Prob. 138, pp. 29-30 & 79; 1895?: 158, pp. 33 & 82; 1917: 158, pp. 31 & 79. Use 1, 2, ..., 9 to make 100. He gives: 95 + 3 + 1 + 6/7 + 4/28; 75 9/18  +  24 3/6 (cf Leske). He says there are many such and many variations, e.g. allowing one repetition and making 1000. [There are ways to make 1000 without any repetitions, e.g. 987 + 6 + 5 + 4 + 2 - 3 - 1.]

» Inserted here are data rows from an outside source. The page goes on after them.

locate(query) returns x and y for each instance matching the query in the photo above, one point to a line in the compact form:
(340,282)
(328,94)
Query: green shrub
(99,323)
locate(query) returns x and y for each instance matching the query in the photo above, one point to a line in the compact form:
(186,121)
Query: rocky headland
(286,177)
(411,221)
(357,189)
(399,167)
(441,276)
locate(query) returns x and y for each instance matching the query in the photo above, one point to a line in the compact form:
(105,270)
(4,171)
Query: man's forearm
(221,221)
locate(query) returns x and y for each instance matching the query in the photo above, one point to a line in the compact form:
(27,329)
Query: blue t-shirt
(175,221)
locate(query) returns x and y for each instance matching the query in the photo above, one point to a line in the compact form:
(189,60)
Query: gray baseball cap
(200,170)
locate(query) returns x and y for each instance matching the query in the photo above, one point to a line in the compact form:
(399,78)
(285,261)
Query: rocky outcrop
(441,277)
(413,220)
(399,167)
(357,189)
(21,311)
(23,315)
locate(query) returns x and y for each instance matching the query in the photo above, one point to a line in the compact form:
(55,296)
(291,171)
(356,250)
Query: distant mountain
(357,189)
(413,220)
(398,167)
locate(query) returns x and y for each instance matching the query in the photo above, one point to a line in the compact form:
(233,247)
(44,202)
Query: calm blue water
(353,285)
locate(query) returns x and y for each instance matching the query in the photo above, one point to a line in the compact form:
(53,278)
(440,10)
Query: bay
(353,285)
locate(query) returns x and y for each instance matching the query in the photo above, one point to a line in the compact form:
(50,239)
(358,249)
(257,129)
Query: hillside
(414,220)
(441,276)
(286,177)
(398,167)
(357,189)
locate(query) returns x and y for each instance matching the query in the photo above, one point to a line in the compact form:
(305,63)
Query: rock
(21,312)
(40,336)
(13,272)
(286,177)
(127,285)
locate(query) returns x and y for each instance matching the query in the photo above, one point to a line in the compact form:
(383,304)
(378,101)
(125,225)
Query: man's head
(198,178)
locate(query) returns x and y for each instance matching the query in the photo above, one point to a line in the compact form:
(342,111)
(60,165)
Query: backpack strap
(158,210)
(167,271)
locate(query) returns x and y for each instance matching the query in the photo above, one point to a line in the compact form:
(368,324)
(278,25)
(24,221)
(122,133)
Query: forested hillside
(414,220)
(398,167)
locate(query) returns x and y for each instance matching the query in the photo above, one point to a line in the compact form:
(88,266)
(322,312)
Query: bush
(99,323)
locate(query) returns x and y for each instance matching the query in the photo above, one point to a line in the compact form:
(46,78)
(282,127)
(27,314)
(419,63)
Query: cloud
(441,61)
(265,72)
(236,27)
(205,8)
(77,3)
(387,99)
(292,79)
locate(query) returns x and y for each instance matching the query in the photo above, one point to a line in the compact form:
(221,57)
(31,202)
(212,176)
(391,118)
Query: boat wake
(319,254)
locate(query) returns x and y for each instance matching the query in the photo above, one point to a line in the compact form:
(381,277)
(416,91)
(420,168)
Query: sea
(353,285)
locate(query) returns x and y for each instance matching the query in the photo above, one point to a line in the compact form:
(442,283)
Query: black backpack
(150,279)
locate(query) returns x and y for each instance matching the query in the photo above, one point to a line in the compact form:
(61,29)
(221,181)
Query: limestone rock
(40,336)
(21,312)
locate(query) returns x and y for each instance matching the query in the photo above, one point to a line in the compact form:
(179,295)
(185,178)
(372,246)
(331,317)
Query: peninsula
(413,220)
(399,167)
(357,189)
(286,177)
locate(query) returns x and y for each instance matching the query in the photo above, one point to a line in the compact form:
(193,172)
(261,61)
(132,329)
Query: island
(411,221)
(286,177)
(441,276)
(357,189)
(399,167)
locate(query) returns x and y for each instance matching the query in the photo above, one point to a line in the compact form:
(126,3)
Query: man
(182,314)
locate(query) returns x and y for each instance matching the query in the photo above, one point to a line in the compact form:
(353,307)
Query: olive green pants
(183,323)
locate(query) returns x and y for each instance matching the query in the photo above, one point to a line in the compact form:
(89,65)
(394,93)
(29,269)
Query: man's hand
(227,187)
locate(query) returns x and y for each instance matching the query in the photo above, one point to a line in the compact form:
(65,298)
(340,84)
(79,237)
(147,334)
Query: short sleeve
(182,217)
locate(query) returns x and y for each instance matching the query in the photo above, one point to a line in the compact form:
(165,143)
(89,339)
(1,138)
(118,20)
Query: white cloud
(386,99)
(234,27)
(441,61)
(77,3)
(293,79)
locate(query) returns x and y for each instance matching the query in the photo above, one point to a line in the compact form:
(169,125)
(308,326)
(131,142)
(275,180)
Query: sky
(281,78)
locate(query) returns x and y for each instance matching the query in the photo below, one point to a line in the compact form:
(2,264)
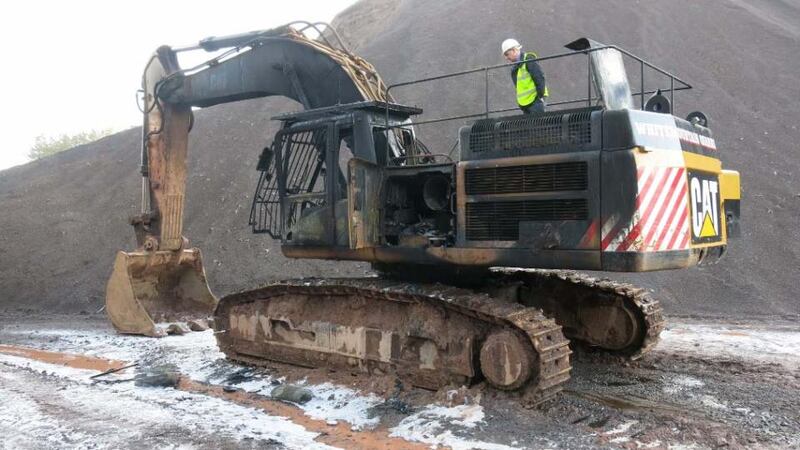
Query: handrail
(683,85)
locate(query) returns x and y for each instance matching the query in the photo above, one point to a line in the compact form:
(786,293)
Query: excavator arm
(163,280)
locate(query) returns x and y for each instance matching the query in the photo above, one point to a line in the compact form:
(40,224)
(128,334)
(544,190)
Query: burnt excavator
(476,254)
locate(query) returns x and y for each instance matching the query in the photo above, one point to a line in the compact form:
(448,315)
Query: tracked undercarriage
(505,331)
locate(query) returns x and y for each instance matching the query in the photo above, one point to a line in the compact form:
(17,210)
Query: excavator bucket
(148,289)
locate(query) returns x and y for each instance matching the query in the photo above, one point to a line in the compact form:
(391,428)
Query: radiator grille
(499,221)
(519,133)
(568,176)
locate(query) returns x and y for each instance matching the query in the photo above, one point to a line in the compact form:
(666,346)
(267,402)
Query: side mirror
(697,118)
(658,103)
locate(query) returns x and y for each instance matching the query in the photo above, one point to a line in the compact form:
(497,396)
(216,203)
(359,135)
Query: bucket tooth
(147,288)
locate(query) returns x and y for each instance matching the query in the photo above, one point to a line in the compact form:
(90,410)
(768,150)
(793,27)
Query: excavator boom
(164,280)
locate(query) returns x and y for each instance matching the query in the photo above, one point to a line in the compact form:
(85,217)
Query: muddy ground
(707,385)
(64,218)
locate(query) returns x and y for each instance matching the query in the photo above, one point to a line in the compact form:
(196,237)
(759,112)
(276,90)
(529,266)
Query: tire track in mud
(339,434)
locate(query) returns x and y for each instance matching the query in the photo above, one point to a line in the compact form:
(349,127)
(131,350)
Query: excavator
(476,255)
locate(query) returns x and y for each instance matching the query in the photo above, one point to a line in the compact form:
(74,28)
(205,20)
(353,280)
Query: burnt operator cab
(330,164)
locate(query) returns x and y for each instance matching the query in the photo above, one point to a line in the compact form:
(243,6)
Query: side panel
(364,193)
(544,202)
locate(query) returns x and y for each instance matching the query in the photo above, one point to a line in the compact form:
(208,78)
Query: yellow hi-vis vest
(526,87)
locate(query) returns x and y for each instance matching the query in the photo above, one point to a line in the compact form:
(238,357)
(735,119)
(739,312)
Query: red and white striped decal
(660,220)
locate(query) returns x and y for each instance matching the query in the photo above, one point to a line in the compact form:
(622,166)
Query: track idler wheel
(507,360)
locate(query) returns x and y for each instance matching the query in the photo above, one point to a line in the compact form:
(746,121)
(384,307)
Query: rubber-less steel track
(559,287)
(486,319)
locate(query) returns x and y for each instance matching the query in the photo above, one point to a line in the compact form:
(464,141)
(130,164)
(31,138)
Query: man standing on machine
(528,77)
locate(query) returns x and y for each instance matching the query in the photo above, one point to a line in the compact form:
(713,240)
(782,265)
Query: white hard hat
(508,44)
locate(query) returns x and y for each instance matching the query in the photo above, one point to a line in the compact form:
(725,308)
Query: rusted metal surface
(427,334)
(146,288)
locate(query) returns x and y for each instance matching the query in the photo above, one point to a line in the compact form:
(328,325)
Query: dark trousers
(537,106)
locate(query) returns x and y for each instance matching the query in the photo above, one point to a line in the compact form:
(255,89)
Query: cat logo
(704,191)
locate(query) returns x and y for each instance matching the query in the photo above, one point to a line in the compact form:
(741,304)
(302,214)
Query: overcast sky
(71,66)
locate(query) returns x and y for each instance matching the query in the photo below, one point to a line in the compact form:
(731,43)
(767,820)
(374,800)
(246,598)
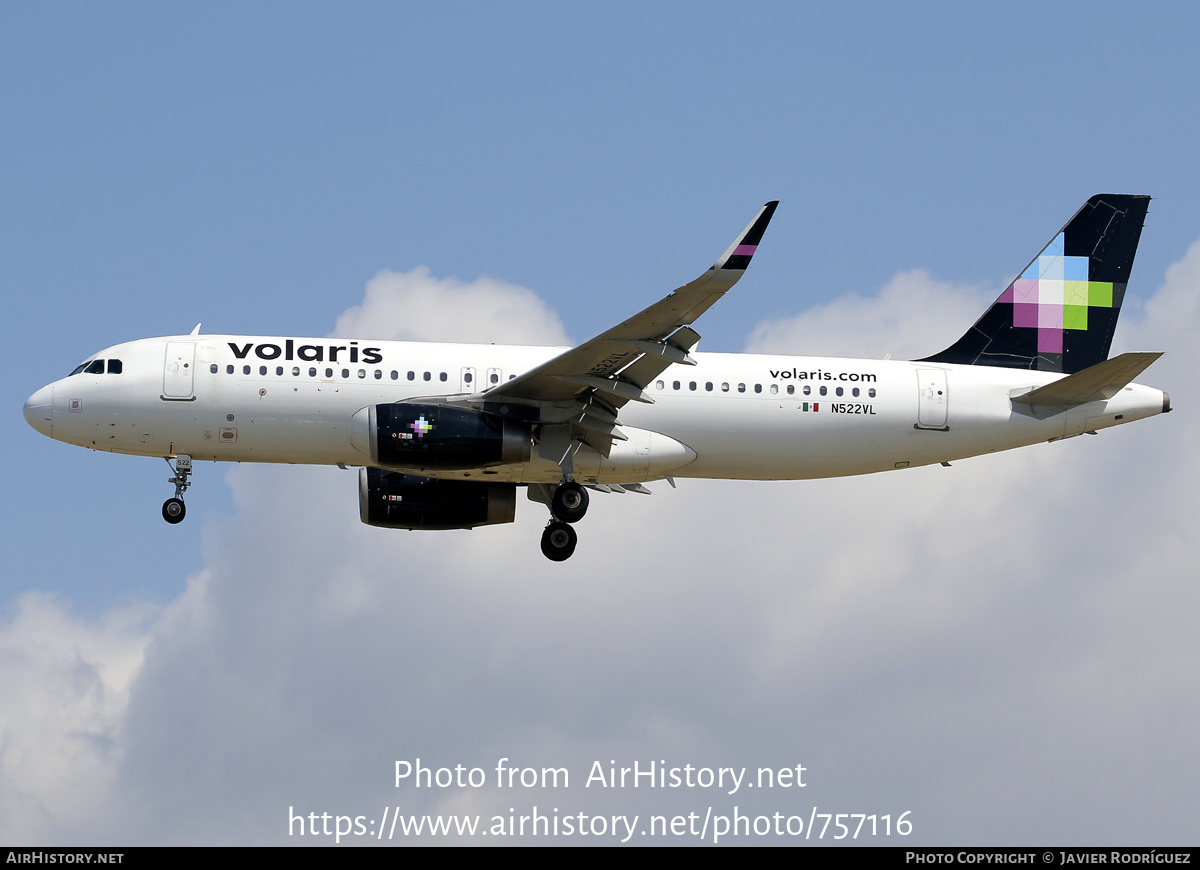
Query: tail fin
(1060,313)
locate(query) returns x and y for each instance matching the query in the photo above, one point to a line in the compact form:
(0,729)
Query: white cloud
(417,306)
(65,684)
(1003,647)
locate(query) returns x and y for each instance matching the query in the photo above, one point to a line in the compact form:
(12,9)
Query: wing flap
(647,334)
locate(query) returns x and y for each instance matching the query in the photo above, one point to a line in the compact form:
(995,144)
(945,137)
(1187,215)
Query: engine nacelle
(399,501)
(433,436)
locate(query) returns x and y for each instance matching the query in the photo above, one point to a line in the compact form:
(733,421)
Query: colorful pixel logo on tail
(1061,313)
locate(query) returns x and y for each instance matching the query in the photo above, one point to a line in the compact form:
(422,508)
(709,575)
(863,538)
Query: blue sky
(253,167)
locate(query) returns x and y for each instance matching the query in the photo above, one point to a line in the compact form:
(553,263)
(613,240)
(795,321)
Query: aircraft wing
(618,364)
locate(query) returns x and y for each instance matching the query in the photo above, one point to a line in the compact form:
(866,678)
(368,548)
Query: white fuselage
(247,399)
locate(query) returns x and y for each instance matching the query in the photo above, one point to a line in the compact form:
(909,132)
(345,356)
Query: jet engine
(399,501)
(433,436)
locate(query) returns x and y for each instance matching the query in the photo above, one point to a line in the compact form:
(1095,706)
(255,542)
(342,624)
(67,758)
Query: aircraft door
(933,403)
(179,370)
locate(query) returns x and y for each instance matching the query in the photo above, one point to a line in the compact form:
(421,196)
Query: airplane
(444,433)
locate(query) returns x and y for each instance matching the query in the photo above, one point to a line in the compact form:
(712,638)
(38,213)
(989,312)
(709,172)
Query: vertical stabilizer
(1060,313)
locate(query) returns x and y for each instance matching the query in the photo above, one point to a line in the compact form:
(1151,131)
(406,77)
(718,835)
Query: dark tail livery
(1060,313)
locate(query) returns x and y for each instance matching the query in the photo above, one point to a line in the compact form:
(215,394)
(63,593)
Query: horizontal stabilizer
(1099,382)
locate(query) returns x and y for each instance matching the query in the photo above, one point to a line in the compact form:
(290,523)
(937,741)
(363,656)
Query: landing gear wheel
(558,541)
(174,510)
(570,502)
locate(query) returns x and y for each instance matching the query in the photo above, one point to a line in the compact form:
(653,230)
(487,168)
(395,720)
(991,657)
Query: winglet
(741,251)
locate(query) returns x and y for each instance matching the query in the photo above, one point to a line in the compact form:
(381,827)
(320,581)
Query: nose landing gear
(558,541)
(173,509)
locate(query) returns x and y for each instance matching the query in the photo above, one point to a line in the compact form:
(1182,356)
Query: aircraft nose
(37,409)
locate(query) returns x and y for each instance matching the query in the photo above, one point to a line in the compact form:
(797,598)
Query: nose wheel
(173,509)
(558,541)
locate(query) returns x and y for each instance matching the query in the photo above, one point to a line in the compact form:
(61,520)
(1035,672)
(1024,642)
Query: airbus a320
(444,435)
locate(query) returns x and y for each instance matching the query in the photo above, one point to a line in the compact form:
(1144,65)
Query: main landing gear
(173,509)
(567,505)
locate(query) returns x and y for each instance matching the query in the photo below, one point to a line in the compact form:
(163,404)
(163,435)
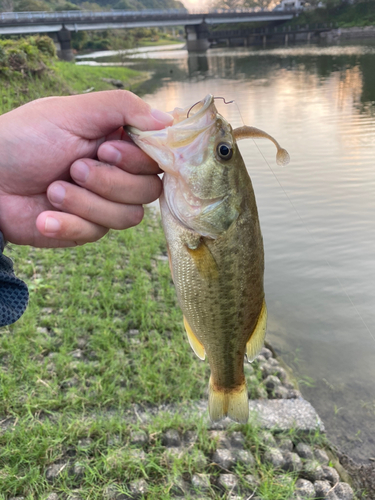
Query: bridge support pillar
(197,37)
(63,45)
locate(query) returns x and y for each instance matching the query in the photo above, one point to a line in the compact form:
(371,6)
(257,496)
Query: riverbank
(103,398)
(101,386)
(29,69)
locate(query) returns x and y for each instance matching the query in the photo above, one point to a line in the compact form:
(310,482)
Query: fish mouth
(186,138)
(184,117)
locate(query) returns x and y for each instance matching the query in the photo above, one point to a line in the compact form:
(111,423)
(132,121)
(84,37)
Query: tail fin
(234,404)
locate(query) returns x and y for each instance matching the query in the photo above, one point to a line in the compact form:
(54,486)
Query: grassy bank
(101,342)
(343,15)
(103,331)
(29,69)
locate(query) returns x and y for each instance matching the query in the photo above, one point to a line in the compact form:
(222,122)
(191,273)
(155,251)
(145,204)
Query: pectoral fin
(194,342)
(204,261)
(255,343)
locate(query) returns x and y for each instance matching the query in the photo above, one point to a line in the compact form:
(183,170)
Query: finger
(92,207)
(100,113)
(118,135)
(128,156)
(68,229)
(114,184)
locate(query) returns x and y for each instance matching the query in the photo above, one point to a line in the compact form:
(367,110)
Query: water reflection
(197,64)
(317,215)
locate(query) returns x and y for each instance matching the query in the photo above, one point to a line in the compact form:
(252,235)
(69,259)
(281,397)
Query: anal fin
(197,346)
(255,343)
(228,403)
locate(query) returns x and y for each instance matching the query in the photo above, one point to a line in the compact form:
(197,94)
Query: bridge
(61,24)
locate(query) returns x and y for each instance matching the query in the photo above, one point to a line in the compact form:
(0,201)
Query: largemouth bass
(215,246)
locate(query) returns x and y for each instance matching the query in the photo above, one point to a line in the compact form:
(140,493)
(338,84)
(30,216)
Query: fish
(215,246)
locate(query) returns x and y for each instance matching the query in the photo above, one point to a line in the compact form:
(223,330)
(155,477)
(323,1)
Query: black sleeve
(14,295)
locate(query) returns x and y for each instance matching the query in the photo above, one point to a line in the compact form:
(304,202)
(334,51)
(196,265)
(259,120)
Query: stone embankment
(285,443)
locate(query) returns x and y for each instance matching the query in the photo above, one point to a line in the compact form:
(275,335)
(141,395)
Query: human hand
(68,171)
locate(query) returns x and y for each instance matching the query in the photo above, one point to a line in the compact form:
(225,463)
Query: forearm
(14,295)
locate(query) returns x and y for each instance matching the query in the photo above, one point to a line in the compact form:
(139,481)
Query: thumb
(98,114)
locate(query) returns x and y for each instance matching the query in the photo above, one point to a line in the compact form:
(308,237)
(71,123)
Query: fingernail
(160,116)
(56,194)
(52,225)
(79,171)
(110,154)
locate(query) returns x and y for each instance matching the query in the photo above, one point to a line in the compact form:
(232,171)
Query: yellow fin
(204,261)
(170,262)
(255,343)
(194,342)
(233,404)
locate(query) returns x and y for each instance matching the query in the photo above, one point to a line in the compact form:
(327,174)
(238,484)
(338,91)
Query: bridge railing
(81,15)
(84,14)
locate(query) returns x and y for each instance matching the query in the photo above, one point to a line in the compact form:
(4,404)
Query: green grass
(103,331)
(92,296)
(81,78)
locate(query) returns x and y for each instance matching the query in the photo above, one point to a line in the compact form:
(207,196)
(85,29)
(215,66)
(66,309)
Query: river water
(317,214)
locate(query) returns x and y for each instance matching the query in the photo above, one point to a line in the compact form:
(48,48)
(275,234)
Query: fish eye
(225,151)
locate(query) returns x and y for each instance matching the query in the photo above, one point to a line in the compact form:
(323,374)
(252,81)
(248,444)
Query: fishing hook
(225,102)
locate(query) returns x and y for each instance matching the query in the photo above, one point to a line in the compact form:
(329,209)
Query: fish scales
(215,246)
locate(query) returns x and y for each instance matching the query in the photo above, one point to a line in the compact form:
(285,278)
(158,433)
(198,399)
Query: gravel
(305,489)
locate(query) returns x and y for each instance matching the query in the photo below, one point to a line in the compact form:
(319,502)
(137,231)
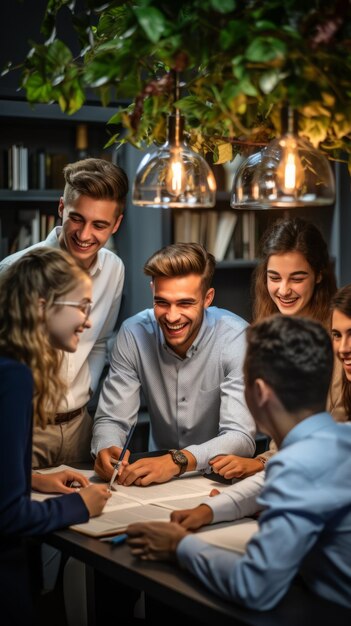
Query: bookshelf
(145,230)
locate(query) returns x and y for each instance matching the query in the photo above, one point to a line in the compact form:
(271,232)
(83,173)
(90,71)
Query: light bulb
(176,173)
(290,172)
(174,176)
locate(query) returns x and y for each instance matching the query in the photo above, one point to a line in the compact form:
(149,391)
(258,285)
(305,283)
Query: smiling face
(179,304)
(86,226)
(341,336)
(291,282)
(65,323)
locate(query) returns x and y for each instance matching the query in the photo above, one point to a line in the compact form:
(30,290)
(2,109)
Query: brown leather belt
(60,418)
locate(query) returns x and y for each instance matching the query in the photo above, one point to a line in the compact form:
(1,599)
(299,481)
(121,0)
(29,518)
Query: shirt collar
(307,427)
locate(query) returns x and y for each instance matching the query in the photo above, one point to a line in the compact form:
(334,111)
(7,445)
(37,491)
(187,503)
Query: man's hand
(59,482)
(232,466)
(95,498)
(155,541)
(192,519)
(106,460)
(154,469)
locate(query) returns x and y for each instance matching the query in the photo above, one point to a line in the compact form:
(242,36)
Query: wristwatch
(179,459)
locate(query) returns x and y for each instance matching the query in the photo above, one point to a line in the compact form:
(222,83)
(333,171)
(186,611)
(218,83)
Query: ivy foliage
(239,63)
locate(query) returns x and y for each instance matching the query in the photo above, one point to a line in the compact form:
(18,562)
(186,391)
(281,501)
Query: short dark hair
(182,259)
(95,178)
(294,356)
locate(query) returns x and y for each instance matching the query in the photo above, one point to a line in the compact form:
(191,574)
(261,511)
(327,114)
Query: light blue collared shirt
(305,526)
(195,403)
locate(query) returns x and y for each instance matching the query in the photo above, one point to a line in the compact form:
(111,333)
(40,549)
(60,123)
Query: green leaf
(266,49)
(223,6)
(152,22)
(232,32)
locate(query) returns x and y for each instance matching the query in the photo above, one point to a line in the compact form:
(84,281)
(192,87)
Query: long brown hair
(342,302)
(288,235)
(42,274)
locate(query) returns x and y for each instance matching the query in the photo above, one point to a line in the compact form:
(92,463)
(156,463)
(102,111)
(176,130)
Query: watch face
(180,459)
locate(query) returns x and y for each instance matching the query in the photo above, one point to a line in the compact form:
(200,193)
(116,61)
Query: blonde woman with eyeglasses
(45,300)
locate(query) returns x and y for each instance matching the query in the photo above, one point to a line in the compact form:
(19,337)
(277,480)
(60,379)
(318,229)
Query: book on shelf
(17,168)
(155,503)
(225,229)
(28,230)
(47,223)
(211,233)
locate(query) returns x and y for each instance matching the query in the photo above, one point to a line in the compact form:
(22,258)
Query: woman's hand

Prob. 140 pp. 30 & 79; 1895?: 160, pp. 33 & 82; 1917: 160, pp. 31 & 79. Use 0, 1, ..., 9 to make 10. Solution: 1 35/70 + 8 46/92.


Berkeley & Rowland. Card Tricks and Puzzles. 1892. Card Puzzles No. 4: Century addition, p. 4. Use 1, ..., 9 to add up to 100. Solutions are: 74 + 12 + 3  =  89 + 6 + 5  =  100; same as Book of 500 Puzzles; 19 + 28 + 6 = 53 + 47 = 100.

Anonymous problem proposal with solutions by K. K.; R. Ichikawa; S. Tamano and two papers by T. Hayashi. J. of the Physics School in Tokyo 5 (1896) 82, 99-103, 153-156 & 266-267, ??NYS Abstracted in: Yoshio Mikami, ed.; Mathematical Papers from the Far East; AGM 28 (1910) 16-20; as: A queer number. In base b, we have [12...b * (b 2)] + b-1 = b...21. [I wonder about other solutions of a * x + b = y, where a, b are digits and x, y are pandigital expressions (either with the 9 positive digits or all 10 digits, either separately or together) or y is the reversal of x, etc.]

H. D. Northrop. Popular Pastimes. 1901. No. 17: Magical addition, pp. 69 & 74. "Arrange the figures 1 to 9, so that by adding them together they will make 100. How can this be done?" Solution is: 15 + 36 + 47  =  98 + 2  =  100. Cf Magician's Own Book.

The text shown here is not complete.